Boc-Thr(tBu)-OH

Boc-Thr(tBu)-OH

N alpha-trifluoroacetylation of N-terminal hydroxyamino acids: a new side reaction in peptide synthesis.[Pubmed:1450523]

Pept Res. 1992 Sep-Oct;5(5):287-92.

In the synthesis of the double-chain bis-cystinyl hinge fragment 225-232/225'-232' of the human IgG1, which contains two N-terminal threonine residues, the final acidolytic deprotection step, with 99% aqueous trifluoroacetic acid, was accompanied by formation of remarkable amounts of an unknown side product. This has been identified as the N alpha-mono-trifluoroacetylated product; however, even bis-trifluoroacetylation was found to occur by prolonged exposure of the parallel dimer to the reaction medium. Similarly, the model compounds H-Thr(tBu)-Phe-OH, [Boc-Thr(tBu)-Cys-OH]2 and Boc-Thr(tBu)-Cys(StBu)-Ala-OH were acylated by treatment with trifluoroacetic acid at rates that suggest a rather pronounced sequence dependency. Since, on the other hand, the model compound [Boc-Ala-Cys-OH]2 was not trifluoroacetylated at all under identical conditions, the reaction has to proceed prevalently via intermediate formation of the trifluoroacetyl ester of N-terminal hydroxyamino acids, followed by O-->N shift according to the hydroxyoxazolidine mechanism. The experimental data indicate also that under favored conditions aminolysis of the trifluoroacetyl ester via an inter- or intramolecular pathway may contribute to the overall reaction rate.

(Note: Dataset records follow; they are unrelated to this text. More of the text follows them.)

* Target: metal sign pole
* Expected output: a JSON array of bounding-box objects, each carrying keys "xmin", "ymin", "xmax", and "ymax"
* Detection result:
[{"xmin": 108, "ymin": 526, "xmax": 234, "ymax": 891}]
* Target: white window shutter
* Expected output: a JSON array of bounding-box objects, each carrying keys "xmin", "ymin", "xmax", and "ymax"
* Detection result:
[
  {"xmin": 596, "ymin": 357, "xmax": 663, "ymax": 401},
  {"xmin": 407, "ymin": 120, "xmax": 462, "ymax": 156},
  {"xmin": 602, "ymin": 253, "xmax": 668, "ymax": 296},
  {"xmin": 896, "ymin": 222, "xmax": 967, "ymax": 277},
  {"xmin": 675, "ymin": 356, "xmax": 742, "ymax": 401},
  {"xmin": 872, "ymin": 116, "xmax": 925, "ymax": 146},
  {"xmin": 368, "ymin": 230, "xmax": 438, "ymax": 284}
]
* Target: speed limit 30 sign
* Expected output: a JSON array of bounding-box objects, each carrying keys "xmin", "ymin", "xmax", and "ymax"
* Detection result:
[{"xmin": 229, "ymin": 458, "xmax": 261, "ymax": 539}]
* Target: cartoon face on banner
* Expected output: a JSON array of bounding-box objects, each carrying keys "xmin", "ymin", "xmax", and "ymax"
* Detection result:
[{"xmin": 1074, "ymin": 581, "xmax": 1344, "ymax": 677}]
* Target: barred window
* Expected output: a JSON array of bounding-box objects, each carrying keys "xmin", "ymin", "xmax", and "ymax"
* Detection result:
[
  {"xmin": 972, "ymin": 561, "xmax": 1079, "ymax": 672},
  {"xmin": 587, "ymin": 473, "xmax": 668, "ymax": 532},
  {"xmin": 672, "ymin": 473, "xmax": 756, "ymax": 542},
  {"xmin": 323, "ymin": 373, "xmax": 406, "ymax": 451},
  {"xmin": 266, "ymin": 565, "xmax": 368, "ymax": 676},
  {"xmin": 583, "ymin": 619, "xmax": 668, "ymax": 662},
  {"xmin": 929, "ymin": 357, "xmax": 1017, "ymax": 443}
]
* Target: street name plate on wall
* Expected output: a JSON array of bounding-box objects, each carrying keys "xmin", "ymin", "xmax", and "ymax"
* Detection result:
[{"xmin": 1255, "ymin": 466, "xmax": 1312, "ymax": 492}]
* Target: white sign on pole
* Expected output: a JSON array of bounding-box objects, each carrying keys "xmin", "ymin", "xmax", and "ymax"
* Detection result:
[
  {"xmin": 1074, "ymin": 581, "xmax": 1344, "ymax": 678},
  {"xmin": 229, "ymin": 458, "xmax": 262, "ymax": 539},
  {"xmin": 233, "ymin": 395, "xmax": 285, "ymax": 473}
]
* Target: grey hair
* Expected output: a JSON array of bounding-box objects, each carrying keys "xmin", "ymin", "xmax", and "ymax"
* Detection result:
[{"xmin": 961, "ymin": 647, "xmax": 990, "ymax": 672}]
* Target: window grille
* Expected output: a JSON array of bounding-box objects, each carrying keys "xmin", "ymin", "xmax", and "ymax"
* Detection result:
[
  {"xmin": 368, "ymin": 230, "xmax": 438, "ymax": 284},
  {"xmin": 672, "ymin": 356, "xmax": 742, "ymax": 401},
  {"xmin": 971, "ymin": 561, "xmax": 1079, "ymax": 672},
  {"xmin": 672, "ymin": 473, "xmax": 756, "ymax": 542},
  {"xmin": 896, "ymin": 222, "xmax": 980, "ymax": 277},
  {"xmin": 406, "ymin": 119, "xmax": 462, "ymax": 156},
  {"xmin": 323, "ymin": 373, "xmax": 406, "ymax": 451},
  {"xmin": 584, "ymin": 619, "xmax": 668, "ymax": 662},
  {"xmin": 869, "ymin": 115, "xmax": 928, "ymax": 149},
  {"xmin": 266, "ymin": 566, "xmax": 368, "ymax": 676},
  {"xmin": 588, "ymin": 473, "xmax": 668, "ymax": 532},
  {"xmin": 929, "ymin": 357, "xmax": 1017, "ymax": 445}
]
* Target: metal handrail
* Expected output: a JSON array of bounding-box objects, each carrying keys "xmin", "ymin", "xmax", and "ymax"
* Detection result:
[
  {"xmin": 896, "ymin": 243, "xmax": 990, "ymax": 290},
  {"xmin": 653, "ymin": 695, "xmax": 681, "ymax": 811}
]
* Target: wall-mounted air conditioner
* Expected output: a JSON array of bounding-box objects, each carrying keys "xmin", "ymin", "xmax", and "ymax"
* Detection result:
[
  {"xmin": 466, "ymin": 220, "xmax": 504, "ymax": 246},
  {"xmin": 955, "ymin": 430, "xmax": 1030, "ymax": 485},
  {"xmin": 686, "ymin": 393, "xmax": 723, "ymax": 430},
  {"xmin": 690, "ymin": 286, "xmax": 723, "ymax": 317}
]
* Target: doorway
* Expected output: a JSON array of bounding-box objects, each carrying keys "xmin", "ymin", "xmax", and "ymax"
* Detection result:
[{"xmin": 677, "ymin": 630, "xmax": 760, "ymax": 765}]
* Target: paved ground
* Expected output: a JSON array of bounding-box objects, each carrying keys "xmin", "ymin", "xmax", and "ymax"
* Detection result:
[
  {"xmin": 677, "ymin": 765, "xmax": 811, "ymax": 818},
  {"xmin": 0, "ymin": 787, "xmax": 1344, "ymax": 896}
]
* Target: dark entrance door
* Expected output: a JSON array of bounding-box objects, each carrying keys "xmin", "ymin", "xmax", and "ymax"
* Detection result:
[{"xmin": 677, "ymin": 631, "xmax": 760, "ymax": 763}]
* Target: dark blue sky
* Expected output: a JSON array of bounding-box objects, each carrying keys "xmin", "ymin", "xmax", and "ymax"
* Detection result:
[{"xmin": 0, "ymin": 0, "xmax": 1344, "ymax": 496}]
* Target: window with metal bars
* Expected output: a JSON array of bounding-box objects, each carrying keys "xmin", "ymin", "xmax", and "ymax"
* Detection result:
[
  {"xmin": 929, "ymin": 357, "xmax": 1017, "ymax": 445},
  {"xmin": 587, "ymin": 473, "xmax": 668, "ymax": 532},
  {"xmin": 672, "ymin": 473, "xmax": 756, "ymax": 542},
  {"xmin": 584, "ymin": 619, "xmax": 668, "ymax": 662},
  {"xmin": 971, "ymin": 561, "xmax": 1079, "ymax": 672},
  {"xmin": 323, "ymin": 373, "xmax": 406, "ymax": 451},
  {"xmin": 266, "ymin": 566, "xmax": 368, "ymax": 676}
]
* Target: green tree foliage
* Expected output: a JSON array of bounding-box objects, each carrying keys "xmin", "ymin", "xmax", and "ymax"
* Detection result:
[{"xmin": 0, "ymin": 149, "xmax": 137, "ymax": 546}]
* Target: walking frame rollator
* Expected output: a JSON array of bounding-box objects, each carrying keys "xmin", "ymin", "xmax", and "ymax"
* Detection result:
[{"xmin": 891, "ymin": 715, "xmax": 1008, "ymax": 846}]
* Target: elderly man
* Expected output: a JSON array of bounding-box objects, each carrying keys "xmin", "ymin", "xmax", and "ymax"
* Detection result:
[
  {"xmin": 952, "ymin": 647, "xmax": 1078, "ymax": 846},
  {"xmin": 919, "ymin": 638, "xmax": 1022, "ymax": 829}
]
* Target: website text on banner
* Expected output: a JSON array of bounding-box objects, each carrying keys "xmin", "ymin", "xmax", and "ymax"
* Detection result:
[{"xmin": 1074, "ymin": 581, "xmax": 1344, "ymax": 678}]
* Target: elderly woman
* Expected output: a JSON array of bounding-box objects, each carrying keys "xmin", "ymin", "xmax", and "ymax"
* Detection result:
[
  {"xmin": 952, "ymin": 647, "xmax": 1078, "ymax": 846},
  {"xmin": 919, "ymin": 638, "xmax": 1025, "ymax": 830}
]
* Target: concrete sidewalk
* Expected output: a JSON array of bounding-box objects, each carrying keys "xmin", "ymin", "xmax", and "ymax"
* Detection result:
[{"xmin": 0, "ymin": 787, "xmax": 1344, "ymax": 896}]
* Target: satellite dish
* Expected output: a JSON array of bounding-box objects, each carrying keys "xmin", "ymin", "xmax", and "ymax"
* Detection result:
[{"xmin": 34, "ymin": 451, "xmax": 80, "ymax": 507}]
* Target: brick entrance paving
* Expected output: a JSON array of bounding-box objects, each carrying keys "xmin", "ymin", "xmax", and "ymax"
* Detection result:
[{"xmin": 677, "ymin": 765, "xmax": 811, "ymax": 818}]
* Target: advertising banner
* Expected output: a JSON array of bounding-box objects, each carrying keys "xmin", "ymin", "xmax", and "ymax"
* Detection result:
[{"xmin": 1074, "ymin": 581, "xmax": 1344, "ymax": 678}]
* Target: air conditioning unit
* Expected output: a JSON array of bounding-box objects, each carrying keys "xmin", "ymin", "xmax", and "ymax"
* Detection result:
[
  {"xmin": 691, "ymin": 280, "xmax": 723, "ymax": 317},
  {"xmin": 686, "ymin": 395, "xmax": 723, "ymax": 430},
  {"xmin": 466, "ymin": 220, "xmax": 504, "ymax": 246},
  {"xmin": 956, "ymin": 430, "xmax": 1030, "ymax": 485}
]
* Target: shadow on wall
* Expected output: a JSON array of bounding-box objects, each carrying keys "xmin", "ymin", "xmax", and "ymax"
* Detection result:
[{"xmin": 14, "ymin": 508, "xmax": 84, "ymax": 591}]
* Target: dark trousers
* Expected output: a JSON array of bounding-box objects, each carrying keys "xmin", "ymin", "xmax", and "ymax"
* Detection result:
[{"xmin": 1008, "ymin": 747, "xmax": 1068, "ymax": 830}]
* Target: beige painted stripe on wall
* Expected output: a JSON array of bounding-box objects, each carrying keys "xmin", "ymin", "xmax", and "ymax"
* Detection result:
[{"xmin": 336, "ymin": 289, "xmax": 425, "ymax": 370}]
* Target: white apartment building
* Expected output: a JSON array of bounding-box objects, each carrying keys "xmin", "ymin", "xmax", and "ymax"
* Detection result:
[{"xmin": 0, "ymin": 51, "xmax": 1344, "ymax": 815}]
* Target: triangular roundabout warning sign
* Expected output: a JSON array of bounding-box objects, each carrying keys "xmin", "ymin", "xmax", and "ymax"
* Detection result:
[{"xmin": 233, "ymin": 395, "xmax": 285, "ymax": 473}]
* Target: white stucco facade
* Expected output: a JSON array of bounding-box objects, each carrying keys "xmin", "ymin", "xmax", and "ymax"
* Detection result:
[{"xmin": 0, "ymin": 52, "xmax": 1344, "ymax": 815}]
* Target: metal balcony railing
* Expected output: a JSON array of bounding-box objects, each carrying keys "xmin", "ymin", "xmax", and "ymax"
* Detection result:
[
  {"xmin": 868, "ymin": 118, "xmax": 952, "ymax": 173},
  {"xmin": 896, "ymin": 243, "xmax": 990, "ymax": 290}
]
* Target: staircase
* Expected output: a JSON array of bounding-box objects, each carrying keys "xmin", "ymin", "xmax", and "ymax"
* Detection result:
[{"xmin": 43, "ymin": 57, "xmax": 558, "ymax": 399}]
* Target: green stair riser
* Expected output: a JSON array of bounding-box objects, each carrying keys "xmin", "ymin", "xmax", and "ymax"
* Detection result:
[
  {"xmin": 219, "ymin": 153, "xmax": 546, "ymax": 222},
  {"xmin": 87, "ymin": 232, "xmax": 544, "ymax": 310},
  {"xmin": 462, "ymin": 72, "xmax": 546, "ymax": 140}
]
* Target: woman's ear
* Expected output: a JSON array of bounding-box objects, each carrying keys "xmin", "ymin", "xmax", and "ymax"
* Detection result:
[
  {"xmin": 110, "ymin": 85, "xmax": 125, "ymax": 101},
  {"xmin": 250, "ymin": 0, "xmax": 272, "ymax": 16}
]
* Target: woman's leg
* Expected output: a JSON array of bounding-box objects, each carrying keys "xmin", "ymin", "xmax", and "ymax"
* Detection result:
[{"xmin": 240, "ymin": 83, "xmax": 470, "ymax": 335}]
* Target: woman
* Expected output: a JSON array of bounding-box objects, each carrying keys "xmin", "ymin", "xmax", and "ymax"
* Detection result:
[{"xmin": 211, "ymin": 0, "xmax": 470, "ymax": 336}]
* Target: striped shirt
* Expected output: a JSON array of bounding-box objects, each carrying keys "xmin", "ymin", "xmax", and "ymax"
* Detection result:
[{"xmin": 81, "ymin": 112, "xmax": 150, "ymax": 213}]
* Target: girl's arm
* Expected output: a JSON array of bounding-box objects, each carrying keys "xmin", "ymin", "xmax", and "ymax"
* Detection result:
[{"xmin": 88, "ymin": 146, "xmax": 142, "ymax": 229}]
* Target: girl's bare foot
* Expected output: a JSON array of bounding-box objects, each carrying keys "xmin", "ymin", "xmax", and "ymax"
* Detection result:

Synthesis and biological activity of some linear and cyclic kinin analogues.[Pubmed:7960398]

Int J Pept Protein Res. 1994 Jul;44(1):1-9.

Syntheses are described of some linear and cyclic kinin analogues. Cyclization, by the diphenyl-phosphorazide method, of linear peptides prepared by the solid-phase procedure based on Fmoc chemistry, was used for preparing cyclo-bradykinin and cyclo-kallidin (cyclo-Lys-bradykinin). Removal of the protecting group from the lysine side chain of cyclo-kallidin followed by acylation with the N-terminal sequence of vespulakinin 1 (VSK 1), Fmoc-Thr(tBu)-Ala-Thr(tBu)-Thr(tBu)-Arg(Pmc)-Arg(Pmc)-Gly-OH, by the Bop-HOBt procedure, yielded the protected N epsilon-(1-8 VSK 1)-cyclo-N alpha-kallidin, which was deblocked by acid treatment and purified by semi-preparative HPLC. The diglycosylated 1-8 VSK 1 sequence Boc-Thr(tBu)-Ala-(Gal beta)Thr-(Gal beta)Thr-Arg(Pmc)-Arg(Pmc)-Gly-OH was also synthesized by the solid-phase procedure and used to prepare the N epsilon-[(Gal beta)Thr3, (Gal beta)Thr4, 1-8 VSK 1]-cyclo-N-alpha- kallidin. Peptides and glycopeptides were characterized by amino acid analysis, optical rotation, analytical HPLC and FAB-MS. Preliminary pharmacological experiments showed that the cyclic kinin analogues are much less potent then bradykinin but still show specific bradykinin-like actions that support the hypothesis of the presence of a pharmacophore in the centre of the (brady)kinin molecule.